Abstract

Purpose Posaconazole is commonly used in lung transplant recipients (LTRs) as prophylaxis against invasive fungal infections. Due to CYP3A4 drug interactions, tacrolimus (TAC) dose adjustments are required after discontinuing posaconazole. Current data has assessed tacrolimus dose adjustments only with posaconazole initiation. This study's purpose was to assess TAC dose adjustment requirements following posaconazole discontinuation in LTRs. Methods This was a single-center, retrospective review of LTRs between Jan and Dec 2019. The primary outcome was the change in TAC dose‐corrected trough concentration (∆C/D) from pre- to post-posaconazole discontinuation. Secondary outcomes included the time to first therapeutic TAC level post-posaconazole discontinuation and the number of TAC dose changes to achieve the first therapeutic TAC level after stopping posaconazole. Results 19 LTRs were included, the majority of which were Caucasian and CYP3A5 poor metabolizers [Table 1]. The median (IQR) TAC ∆C/D was 3.1 (2.3-4.4). Following posaconazole discontinuation, the median (IQR) time to the first therapeutic TAC level was 19 (14-26) days, and a median (IQR) of 3 (1-4) dose changes were required to achieve the first therapeutic TAC level. There was a trend towards the one CYP3A5 extensive metabolizer having a higher TAC ∆C/D (11.2), compared with poor (3.1) and intermediate metabolizers (3.3), although non-significant (p=0.25).

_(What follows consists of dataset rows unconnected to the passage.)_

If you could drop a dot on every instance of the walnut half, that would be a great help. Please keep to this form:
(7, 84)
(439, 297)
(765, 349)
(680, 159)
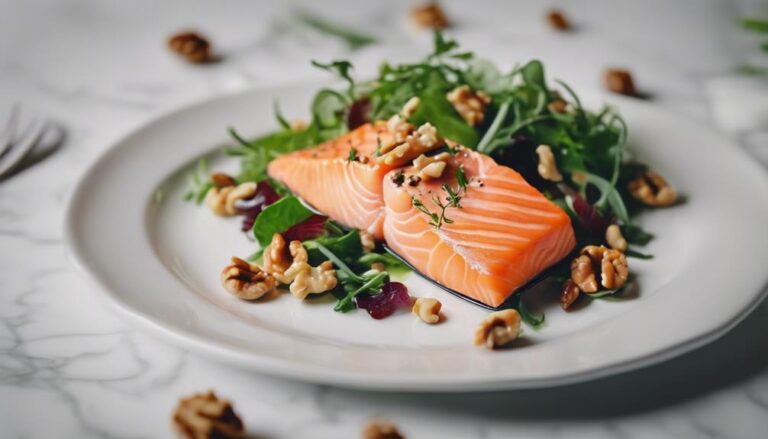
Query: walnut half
(293, 268)
(498, 329)
(612, 264)
(247, 281)
(204, 415)
(653, 190)
(427, 309)
(469, 104)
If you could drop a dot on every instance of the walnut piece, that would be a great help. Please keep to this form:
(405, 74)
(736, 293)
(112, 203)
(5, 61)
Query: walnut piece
(276, 258)
(204, 416)
(558, 106)
(569, 294)
(293, 269)
(381, 429)
(430, 167)
(221, 180)
(427, 309)
(615, 239)
(619, 81)
(429, 16)
(557, 20)
(498, 329)
(470, 105)
(222, 200)
(367, 241)
(194, 47)
(653, 190)
(547, 165)
(612, 264)
(247, 281)
(422, 140)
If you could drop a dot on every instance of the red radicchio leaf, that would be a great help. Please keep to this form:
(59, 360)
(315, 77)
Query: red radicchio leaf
(358, 113)
(590, 217)
(393, 295)
(251, 208)
(311, 227)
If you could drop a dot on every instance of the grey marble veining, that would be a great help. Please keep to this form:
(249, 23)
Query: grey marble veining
(70, 368)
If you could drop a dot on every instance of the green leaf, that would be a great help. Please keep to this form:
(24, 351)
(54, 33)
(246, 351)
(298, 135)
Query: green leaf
(279, 217)
(635, 234)
(530, 318)
(352, 38)
(435, 109)
(393, 265)
(442, 45)
(346, 248)
(759, 25)
(533, 74)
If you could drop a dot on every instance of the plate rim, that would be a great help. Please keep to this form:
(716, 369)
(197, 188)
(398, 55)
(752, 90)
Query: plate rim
(310, 373)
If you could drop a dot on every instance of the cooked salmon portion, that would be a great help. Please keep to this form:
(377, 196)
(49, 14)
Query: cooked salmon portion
(503, 235)
(349, 191)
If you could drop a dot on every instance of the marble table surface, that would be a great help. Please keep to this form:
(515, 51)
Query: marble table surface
(69, 367)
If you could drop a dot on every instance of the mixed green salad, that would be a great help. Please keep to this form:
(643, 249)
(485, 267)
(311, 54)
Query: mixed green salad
(525, 110)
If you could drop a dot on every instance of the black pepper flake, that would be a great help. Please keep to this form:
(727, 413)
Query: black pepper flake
(398, 178)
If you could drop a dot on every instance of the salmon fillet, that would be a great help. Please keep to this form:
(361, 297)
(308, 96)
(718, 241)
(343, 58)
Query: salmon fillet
(505, 233)
(350, 192)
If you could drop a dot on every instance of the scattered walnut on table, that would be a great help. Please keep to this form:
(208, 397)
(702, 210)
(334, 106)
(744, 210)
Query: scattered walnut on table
(429, 16)
(193, 46)
(653, 190)
(427, 309)
(619, 81)
(381, 429)
(547, 167)
(469, 104)
(247, 281)
(204, 416)
(613, 266)
(498, 329)
(557, 20)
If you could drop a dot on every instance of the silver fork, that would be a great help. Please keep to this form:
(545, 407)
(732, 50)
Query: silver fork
(17, 141)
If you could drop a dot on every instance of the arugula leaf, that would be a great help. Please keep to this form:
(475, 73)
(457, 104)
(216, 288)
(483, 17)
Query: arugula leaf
(533, 74)
(393, 265)
(435, 109)
(353, 38)
(346, 248)
(279, 217)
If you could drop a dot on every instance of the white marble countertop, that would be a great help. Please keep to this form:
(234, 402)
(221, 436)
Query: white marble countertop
(70, 368)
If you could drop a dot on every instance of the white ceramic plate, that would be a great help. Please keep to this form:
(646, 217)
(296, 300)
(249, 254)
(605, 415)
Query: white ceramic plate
(158, 260)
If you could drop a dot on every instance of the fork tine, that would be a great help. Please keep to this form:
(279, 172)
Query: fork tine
(23, 146)
(9, 131)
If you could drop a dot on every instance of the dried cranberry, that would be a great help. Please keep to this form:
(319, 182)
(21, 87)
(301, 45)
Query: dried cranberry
(358, 112)
(311, 227)
(393, 295)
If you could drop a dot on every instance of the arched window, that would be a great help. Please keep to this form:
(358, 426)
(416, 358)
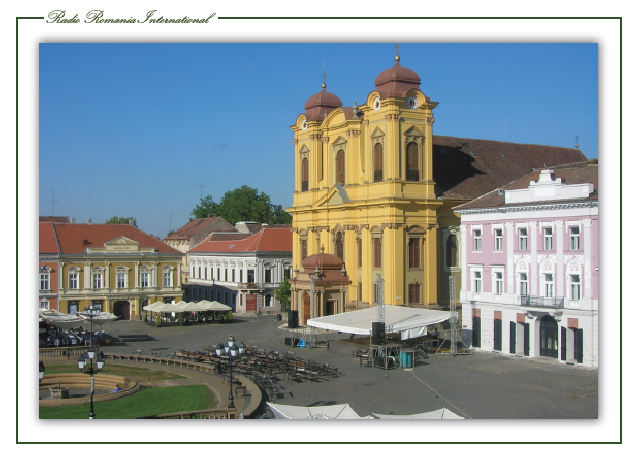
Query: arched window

Baseline posaconazole trough level did not impact the TAC ∆C/D (p=0.57). Similarly, baseline TAC trough level did not impact the time to first therapeutic TAC level post-posaconazole discontinuation (p=0.42). Conclusion In this cohort, LTRs required a 3-fold increase in TAC dose to obtain a trough level within goal after posaconazole discontinuation. Further studies are warranted to assess the impact of posaconazole discontinuation on TAC dose adjustments in various CYP3A5 pharmacogenomic phenotypes, cystic fibrosis LTRs, and those receiving TAC extended-release.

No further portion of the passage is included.